Members of Parliaments (MPs) and Council Secretariat officials are doing pretty much whatever takes their fancy or that which they know will further their political and personal interests, but disguised as development initiatives for the poor.

MPs and officials are busy flouting guidelines. Fraud, corruption and misprocurement are the common denominators in the management of the Local Development Fund (LDF), the Constituency Development Fund (CDF) and the District Development Fund (DDF).

These funds are one big mess and there does not seem to be a clear line of accountability. Where is the problem?

First, it is not necessary to have so many funds doing the same things. To appreciate my point, one needs to understand what these funds are there for.

Let’s start with LDF. It was designed to pool together all funding for local development initiatives into one basket to realise a harmonised approach in their implementation to achieve efficiency and effectiveness of development resources.

Thus, its mission has been to ensure sufficient, harmonised and decentralised development funding for Local Authorities and achievement of improved development outcomes at local and community level.

Ideally, therefore, there should only have been LDF—with CDF and DDF pouring into the basket. In terms of functionality, all the three funds eye same goals.

For example, the main purpose of the LDF is to improve community livelihoods and local service delivery through mobilisation and financing of socioeconomic development interventions and local capacity enhancement at the Local Council and Community.

Now look at what CDF does. It channels money from the central government directly to electoral constituencies for local infrastructure projects—again, benefitting communities. The DDF has almost identical objectives.

The question is: why are we having three funds in a council that delivers the same outputs and outcomes? Should anyone be surprised that there is so much confusion and free-for-all behaviour when it comes to these funds?

With so much chaos, how can decentralisation processes, including participatory budgeting—in which community members directly decide how to spend part of a public budget—be anywhere close to reality?

How do we ensure that the system indeed gives real power to the people and ensures that people are involved in the political process?

With the current confusion, none of these questions can bring positive answers unless we overhaul the current system for managing local development financing mechanisms.

My proposals are radical. First, the LDF, CDF and DDF must be dissolved and be replaced with one fund that harmonises and coordinates all local level financing mechanisms.

New guidelines must be developed for this new fund that takes out (a) the duplicity, (b) sharply cuts the power that MPs have over allocation of resources at council level when they already have the chance to do so at national level and (c) holds Council secretariats accountable—an oversight role that should be left to ward councillors.

In other words, there should be just one fund for community development that truly embraces demand driven and participatory development principles.

Second, the LDF Technical Support Team (TST)—which mobilises and provides technical backstopping on LDF resources—must be disbanded. The same should happen to the National Local Government Finance Committee (NLGFC).

Out of these two institutions, a new body with legal mandate in form of an authority or commission should be set up to mobilise and oversee all council and community level resources.

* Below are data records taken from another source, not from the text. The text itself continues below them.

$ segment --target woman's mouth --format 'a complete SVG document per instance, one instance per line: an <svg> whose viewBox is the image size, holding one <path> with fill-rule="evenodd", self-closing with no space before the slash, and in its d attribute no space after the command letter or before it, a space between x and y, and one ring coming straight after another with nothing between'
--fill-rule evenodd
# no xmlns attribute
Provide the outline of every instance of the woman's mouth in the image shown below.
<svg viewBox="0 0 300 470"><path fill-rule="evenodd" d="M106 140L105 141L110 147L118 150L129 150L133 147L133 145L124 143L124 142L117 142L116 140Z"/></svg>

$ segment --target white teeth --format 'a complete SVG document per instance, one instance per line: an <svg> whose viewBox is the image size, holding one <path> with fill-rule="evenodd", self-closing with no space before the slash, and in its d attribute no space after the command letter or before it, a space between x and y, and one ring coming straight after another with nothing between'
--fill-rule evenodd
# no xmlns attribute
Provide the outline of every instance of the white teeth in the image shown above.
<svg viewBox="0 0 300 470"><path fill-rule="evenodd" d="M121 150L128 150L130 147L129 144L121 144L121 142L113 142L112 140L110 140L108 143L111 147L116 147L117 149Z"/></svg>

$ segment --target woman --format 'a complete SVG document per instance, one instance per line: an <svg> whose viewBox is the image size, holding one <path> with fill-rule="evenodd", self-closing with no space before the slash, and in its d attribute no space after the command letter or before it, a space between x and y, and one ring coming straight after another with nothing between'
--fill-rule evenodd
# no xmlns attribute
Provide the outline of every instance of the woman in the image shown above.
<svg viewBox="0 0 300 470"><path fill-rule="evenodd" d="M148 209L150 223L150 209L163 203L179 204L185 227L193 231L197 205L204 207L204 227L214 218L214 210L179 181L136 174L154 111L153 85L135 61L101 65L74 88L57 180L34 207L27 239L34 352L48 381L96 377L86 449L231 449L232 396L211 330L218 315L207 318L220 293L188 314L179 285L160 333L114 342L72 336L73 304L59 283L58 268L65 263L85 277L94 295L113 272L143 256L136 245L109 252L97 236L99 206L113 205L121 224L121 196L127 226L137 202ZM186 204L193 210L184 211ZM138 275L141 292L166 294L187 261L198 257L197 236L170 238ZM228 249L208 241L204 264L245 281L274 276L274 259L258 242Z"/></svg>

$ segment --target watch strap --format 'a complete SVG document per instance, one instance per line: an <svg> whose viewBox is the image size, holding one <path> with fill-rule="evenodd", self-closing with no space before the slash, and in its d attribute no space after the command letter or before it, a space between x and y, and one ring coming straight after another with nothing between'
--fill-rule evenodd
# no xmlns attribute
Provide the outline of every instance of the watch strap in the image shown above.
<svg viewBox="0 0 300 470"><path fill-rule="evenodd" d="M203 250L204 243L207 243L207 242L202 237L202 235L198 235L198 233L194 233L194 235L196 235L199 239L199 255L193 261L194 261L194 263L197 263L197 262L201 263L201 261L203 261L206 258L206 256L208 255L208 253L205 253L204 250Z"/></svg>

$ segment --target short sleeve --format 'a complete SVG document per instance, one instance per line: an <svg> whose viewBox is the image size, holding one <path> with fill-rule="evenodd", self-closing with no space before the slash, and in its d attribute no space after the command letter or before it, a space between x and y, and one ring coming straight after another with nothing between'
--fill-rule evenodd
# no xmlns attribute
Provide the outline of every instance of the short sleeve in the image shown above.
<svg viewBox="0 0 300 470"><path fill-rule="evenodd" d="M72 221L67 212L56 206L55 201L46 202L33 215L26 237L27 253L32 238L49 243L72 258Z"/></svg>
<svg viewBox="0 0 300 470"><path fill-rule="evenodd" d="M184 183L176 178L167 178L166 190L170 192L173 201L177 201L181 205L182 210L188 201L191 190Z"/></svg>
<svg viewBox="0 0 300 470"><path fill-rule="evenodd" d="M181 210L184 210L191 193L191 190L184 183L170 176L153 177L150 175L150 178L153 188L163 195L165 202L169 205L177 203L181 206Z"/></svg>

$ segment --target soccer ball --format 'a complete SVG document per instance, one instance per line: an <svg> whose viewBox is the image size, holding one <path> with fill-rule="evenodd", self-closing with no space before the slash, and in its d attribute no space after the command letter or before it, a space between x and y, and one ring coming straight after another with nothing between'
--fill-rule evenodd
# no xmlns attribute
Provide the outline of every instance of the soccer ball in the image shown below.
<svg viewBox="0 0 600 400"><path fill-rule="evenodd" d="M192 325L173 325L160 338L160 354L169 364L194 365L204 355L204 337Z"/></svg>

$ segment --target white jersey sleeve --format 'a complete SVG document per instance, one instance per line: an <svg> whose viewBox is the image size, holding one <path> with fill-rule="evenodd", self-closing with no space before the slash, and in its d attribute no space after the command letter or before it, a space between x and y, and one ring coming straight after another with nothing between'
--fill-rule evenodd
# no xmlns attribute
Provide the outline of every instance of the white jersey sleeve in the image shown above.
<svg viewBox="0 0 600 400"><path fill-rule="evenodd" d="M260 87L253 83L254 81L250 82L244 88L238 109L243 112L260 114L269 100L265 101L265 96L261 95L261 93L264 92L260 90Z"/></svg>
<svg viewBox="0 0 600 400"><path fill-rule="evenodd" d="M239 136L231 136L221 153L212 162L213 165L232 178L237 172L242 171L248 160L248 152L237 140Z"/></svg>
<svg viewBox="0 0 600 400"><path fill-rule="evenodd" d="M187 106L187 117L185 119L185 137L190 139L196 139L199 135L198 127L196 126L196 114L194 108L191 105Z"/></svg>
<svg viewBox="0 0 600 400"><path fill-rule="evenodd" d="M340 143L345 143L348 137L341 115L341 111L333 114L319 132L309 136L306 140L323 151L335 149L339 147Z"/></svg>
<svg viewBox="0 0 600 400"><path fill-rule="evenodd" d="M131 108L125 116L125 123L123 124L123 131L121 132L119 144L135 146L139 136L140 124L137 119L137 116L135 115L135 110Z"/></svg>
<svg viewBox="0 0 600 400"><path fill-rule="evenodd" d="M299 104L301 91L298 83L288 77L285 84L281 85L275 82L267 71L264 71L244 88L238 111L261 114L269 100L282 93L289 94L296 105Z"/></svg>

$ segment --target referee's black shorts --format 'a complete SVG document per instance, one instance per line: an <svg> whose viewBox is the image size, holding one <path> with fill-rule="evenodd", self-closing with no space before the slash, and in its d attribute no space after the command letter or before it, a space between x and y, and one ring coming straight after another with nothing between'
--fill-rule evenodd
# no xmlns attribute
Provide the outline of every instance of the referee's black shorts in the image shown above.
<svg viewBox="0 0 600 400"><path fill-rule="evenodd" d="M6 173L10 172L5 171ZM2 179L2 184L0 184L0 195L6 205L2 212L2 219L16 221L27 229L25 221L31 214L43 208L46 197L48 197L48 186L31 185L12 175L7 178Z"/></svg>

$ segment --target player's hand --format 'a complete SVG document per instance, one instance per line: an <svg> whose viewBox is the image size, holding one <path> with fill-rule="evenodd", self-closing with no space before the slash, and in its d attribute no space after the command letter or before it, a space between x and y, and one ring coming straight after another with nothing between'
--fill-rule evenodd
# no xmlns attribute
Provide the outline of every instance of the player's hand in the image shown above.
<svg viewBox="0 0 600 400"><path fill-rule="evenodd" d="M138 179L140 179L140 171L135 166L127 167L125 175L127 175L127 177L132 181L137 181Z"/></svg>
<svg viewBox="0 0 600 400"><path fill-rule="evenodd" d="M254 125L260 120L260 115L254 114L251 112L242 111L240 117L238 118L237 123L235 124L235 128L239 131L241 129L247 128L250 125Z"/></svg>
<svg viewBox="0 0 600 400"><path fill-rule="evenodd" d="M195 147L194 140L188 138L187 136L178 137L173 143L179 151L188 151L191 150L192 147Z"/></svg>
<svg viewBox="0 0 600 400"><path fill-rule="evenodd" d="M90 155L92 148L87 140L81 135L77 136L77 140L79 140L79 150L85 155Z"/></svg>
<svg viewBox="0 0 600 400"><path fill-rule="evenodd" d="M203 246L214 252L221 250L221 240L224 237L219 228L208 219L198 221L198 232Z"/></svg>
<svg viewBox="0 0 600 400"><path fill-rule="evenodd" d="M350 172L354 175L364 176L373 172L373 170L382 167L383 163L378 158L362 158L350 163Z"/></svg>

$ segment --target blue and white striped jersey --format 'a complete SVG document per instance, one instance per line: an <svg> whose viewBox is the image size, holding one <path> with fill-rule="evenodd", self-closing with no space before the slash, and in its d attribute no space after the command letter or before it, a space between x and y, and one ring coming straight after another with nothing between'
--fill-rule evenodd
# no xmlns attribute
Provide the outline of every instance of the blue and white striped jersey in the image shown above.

This institution should, when it comes to fiduciary issues, report directly to the Ministry of Finance, but the line Ministry—and for local development policy direction—should be the Ministry of Local Government and Rural Development. Parliament, through relevant committees, would provide oversight to this institution which, by the way, should be given powers to sanction errant councils. And, most importantly, its full time job should be to harmonise local development financing, develop guidelines and operational tools.

That would help end the current chaos and stop the fiscal bleeding. But my proposals require political courage, which is really in short supply at the moment.